After his Spanish highs, Cherry saw the flip side of the coin a little over a month later on May 28 in Paris when he was an unused sub in an infamous 2-0 defeat to Bayern that will forever be associated with unsavoury crowd scenes and a despicable refereeing performance from a Frenchman called Kitabdjian.
It proved a massive low for United and Cherry felt the pain more acutely than most after being denied – unjustly in his eyes – an all-too-rare chance to play in a European Cup final, which hardly come along like London buses.
Cherry, who was then in his prime at 27, said: “It was disappointing to miss the first game of the semi-final but, to be honest, the biggest one by far was to miss the final.

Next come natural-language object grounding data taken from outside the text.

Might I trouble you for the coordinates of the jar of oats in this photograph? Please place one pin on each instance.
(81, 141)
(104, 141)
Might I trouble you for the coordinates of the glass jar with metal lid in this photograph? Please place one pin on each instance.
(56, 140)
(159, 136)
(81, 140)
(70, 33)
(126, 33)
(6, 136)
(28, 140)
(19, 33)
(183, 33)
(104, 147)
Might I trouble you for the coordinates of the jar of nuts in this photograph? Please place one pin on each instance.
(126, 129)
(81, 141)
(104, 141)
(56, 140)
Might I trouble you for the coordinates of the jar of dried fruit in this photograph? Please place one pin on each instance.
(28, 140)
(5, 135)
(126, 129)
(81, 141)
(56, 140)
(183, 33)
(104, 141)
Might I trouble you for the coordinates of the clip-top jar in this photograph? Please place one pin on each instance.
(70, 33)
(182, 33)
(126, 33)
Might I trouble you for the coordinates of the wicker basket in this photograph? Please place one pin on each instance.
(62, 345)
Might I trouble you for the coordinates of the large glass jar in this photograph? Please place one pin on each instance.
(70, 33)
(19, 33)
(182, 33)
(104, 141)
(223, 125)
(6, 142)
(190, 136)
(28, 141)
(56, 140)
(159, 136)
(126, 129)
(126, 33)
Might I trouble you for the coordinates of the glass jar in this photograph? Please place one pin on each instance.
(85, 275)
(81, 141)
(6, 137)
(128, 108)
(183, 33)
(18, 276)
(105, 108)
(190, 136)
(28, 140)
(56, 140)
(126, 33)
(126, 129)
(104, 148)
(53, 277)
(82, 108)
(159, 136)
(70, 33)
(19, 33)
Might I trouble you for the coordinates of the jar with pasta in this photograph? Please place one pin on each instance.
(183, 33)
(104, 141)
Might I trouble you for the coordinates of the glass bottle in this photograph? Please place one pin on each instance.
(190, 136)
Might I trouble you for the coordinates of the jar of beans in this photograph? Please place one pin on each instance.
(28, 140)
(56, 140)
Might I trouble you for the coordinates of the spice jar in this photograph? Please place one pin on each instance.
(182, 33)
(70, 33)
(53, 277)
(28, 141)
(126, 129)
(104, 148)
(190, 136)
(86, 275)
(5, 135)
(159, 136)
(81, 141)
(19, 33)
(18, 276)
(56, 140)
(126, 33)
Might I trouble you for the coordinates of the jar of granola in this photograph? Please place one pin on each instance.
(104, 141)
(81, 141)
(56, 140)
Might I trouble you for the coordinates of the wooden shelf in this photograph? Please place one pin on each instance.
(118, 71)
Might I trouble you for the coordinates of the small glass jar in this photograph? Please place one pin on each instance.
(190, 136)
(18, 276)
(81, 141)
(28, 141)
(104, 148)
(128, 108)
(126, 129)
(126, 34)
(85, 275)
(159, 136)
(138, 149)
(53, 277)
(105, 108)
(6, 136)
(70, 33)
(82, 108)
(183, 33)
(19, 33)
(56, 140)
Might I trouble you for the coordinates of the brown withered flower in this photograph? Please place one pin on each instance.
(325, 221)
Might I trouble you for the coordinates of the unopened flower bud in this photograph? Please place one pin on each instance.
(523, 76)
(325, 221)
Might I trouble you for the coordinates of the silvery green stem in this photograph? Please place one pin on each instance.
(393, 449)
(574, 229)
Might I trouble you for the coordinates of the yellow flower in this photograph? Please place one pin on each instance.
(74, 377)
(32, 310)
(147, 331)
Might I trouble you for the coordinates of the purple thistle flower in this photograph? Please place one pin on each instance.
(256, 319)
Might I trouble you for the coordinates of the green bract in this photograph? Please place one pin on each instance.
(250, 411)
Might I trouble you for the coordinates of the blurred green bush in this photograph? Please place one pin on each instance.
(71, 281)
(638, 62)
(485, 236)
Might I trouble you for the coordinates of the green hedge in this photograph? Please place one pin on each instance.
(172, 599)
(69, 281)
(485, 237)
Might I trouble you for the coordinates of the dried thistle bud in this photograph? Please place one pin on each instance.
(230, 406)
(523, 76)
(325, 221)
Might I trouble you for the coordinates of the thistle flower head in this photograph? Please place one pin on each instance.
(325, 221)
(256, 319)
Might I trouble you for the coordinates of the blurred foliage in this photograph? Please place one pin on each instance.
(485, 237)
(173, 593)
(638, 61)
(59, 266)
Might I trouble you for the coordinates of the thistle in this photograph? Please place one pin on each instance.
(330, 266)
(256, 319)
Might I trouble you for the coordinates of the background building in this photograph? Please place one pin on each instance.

“It’s a long time ago, but I still don’t understand it. It still rankles a bit. I played in the semi and then not the final. Cup finals that big don’t come around that often, do they?

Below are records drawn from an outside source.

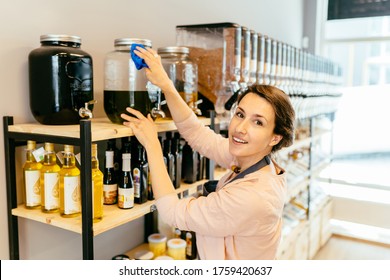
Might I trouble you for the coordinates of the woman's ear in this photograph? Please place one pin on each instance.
(275, 139)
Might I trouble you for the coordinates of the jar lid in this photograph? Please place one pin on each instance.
(173, 49)
(130, 41)
(157, 238)
(143, 255)
(62, 38)
(121, 257)
(176, 243)
(161, 258)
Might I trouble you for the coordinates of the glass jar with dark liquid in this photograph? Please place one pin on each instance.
(124, 85)
(183, 72)
(60, 80)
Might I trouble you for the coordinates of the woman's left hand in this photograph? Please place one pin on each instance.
(143, 127)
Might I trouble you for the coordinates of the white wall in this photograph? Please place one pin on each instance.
(98, 23)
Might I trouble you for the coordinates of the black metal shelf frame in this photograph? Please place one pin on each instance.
(14, 139)
(11, 141)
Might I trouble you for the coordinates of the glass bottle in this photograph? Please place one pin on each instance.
(168, 158)
(110, 187)
(125, 183)
(49, 180)
(60, 79)
(97, 186)
(124, 85)
(70, 198)
(178, 158)
(31, 174)
(183, 72)
(140, 177)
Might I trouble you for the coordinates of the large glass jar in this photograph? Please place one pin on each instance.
(60, 80)
(183, 72)
(124, 85)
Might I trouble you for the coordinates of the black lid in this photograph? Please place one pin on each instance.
(210, 25)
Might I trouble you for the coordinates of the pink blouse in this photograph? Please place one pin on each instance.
(240, 220)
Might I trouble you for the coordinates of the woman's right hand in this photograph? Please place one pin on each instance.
(155, 72)
(143, 127)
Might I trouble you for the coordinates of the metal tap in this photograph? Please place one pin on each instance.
(85, 112)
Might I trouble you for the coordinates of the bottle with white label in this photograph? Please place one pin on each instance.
(110, 186)
(97, 186)
(70, 198)
(31, 175)
(49, 181)
(140, 177)
(125, 184)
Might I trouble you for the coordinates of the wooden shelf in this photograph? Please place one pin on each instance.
(112, 215)
(101, 128)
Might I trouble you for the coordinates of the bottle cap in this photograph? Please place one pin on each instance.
(30, 145)
(176, 243)
(143, 255)
(157, 238)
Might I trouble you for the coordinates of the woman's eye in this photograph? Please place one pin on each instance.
(257, 122)
(239, 114)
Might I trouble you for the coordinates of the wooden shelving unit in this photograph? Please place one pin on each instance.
(82, 135)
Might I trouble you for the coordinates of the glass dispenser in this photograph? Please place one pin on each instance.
(60, 81)
(183, 72)
(216, 49)
(125, 86)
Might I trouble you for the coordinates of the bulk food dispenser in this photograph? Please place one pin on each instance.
(216, 49)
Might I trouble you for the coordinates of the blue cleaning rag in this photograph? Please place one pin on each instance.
(139, 62)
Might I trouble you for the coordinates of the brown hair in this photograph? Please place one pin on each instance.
(284, 112)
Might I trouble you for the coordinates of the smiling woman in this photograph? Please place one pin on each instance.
(242, 218)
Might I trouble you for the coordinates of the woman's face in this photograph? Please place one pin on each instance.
(251, 135)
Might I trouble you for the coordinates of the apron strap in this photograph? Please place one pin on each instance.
(260, 164)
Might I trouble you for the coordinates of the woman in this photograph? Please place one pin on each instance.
(242, 219)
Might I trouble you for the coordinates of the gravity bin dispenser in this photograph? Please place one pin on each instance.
(216, 49)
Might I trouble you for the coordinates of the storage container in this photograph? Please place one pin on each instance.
(124, 85)
(60, 81)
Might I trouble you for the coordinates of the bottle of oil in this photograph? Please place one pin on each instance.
(70, 198)
(110, 186)
(140, 177)
(31, 174)
(49, 180)
(97, 186)
(125, 183)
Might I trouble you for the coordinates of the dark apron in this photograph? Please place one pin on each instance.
(211, 185)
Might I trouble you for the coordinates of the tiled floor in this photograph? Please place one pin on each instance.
(342, 248)
(368, 170)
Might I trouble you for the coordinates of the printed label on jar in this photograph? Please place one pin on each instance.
(136, 180)
(33, 192)
(51, 191)
(72, 201)
(126, 198)
(110, 193)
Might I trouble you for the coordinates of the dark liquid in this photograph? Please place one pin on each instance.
(116, 102)
(60, 84)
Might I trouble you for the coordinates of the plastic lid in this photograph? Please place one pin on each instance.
(68, 148)
(31, 145)
(176, 243)
(167, 258)
(63, 38)
(210, 25)
(49, 147)
(130, 41)
(143, 255)
(157, 238)
(174, 49)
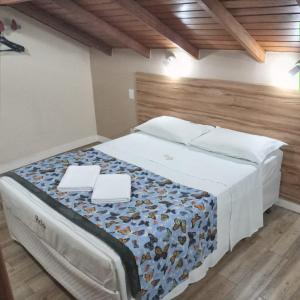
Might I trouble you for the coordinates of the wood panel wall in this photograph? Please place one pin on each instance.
(256, 109)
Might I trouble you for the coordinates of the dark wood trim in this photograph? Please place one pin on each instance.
(92, 21)
(256, 109)
(149, 19)
(231, 25)
(59, 25)
(5, 289)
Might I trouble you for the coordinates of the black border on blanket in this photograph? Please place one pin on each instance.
(127, 257)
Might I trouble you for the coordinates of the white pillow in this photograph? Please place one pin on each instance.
(173, 129)
(237, 144)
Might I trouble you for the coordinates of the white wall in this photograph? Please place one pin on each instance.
(112, 76)
(46, 95)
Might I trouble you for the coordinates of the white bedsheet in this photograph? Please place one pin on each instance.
(228, 179)
(238, 186)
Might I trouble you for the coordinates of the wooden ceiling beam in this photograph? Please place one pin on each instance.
(59, 25)
(152, 21)
(231, 25)
(92, 21)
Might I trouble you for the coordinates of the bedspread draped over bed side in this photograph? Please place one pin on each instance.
(163, 233)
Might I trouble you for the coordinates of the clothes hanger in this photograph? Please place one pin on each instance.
(13, 47)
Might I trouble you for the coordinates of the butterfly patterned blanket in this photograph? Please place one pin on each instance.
(162, 234)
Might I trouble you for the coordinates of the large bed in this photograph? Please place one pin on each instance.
(88, 268)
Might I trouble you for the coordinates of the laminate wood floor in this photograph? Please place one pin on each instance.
(263, 267)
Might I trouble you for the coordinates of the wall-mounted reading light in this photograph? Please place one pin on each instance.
(170, 58)
(294, 71)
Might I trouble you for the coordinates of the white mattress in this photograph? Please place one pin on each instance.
(238, 185)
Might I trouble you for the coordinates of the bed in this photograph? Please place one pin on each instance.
(88, 268)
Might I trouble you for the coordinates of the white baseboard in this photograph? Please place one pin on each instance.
(103, 139)
(50, 152)
(289, 205)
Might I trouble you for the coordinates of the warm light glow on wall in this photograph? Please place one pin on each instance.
(179, 66)
(280, 73)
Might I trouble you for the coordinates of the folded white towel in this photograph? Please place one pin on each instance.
(112, 188)
(79, 178)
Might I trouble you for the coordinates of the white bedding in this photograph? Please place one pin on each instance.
(238, 186)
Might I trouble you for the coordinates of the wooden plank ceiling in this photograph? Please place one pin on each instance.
(262, 25)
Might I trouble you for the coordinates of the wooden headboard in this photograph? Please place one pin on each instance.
(256, 109)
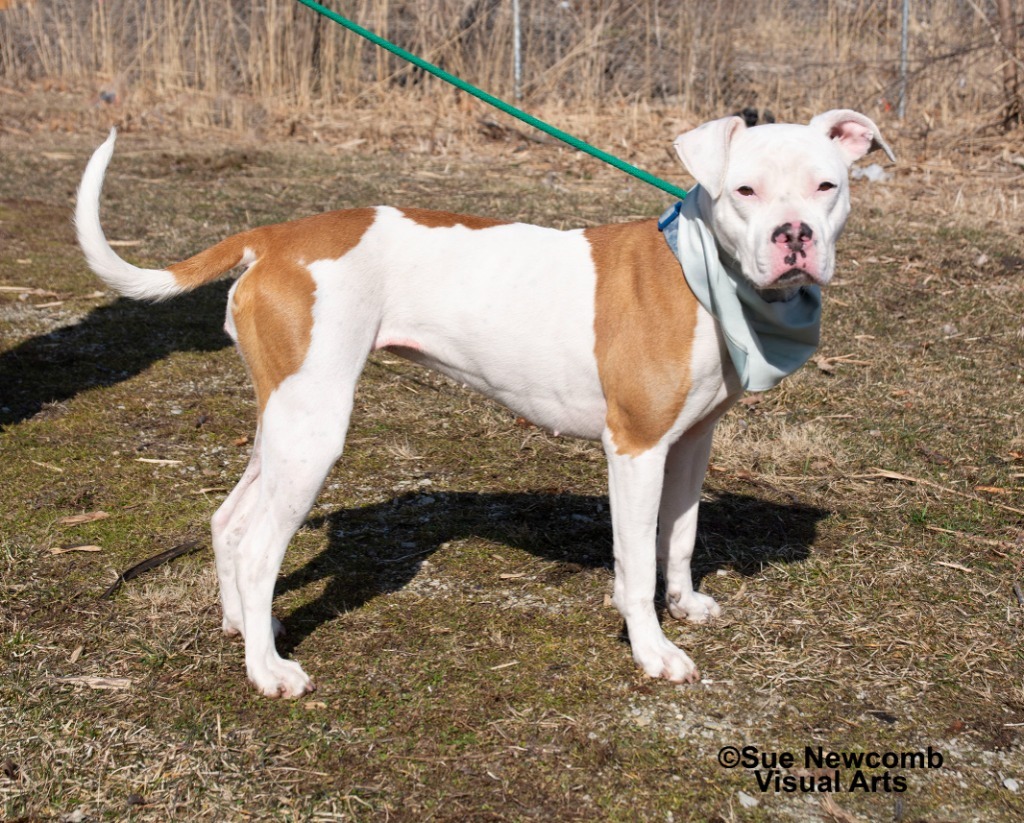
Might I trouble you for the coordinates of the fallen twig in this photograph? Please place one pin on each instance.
(157, 560)
(885, 474)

“I don’t think it was Jimmy really, but his advisors. He had Syd Owen advising him and he wanted to play the old team because they had been together for so long.
“I could understand that to some extent, but good managers pick the best teams.

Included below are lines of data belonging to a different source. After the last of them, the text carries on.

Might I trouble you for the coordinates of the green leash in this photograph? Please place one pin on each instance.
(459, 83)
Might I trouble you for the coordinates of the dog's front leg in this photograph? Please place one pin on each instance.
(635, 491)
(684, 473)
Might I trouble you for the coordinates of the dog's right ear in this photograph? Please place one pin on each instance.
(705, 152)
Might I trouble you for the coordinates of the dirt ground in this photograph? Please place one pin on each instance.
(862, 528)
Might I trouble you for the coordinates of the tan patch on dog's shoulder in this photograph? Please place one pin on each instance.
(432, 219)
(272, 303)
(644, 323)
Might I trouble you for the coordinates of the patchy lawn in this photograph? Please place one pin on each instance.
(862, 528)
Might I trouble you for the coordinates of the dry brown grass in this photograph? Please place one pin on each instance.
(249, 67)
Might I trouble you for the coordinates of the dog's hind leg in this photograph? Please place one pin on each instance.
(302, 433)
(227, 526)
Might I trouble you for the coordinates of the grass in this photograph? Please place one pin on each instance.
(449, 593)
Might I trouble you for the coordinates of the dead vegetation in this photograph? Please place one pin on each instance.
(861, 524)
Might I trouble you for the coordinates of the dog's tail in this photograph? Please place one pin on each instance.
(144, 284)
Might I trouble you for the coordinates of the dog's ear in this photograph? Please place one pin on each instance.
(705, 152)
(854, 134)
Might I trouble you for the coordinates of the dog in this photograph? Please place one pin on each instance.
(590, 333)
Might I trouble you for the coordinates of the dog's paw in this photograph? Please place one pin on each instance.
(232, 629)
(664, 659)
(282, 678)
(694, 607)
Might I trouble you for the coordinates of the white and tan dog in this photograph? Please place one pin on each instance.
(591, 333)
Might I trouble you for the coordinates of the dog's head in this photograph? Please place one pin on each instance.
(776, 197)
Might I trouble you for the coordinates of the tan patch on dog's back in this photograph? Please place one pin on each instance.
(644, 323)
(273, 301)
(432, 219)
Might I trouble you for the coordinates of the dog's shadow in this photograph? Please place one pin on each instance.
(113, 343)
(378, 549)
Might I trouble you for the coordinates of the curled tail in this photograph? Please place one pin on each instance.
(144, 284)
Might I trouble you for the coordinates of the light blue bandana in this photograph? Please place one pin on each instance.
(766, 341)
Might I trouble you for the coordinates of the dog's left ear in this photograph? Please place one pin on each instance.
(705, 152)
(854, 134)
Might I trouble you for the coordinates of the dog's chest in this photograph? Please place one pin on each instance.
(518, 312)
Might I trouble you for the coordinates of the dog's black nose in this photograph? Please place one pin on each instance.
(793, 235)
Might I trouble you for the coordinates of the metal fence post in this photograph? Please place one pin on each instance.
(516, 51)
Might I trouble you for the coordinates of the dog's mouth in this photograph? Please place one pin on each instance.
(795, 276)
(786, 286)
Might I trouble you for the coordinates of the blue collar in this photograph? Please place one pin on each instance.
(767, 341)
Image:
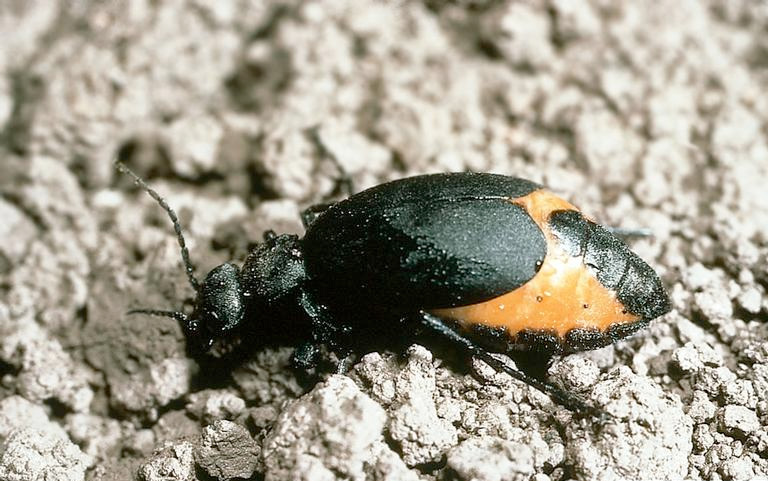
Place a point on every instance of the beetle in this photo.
(494, 264)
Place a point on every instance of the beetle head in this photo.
(219, 308)
(219, 303)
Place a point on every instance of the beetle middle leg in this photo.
(326, 335)
(564, 398)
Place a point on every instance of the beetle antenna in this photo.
(188, 267)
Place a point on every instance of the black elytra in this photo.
(409, 249)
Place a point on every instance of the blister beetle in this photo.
(490, 262)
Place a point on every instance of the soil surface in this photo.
(644, 114)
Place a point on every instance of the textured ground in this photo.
(645, 114)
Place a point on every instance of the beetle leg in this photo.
(305, 356)
(564, 398)
(312, 212)
(325, 331)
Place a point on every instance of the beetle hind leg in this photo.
(566, 399)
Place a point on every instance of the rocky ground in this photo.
(645, 114)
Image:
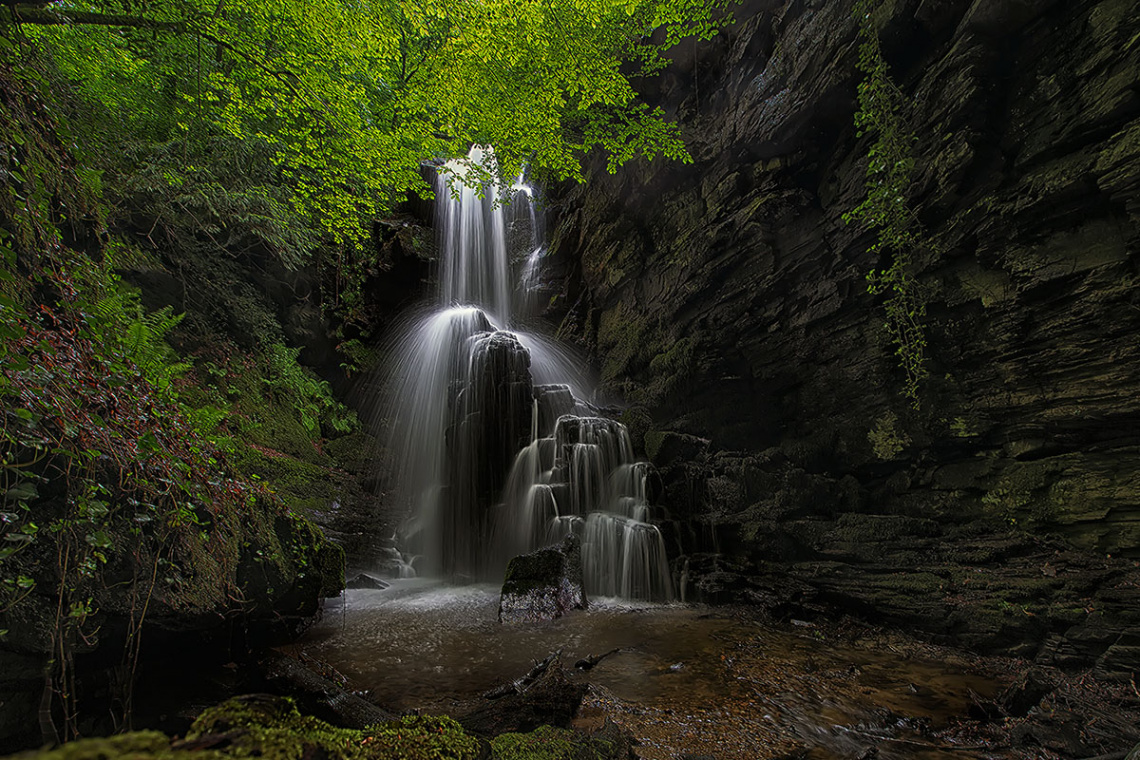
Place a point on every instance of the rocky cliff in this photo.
(727, 302)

“Unfortunately for me, there was a lot of politics at the time and a lot of the backroom staff felt Jimmy should play the old team put together by the ‘boss’ (Don Revie).
“It was my biggest disappointment at Leeds United. I think it would have been a bit better if someone had put their arm around me and said ‘Well, this is the best team and has the best chance of winning’. But I think a lot of people knew it wasn’t, to be honest.
“Jimmy told me the day before the game. Although with Jimmy, he wasn’t the type of guy you could fall out with really. He was a nice bloke. But it was a big blow for me after not doing anything wrong.
“It proved a bad night for the club. With refereeing decisions, you wonder what goes on sometimes and it was the same then. But, having said that, it was a shame we couldn’t get in the final by winning the league say two years before as the team then (in 1974-75) was coming towards the end and not at its peak.”
United may have copped defeat that night, but they were still undeniably a household name across Europe – and a force to be reckoned with.
Yet while the likes of Barca and Bayern have kept at the forefront of continental football since the mid-seventies, United have endured many trials and tribulations since, much to Cherry’s regret.
He said: “Today, you watch the likes of Barcelona, AC Milan and Bayern Munich and they are still strong. And in my opinion, Leeds should still be up there with them. But they have had a lot of mismanagement over the years, haven’t they.”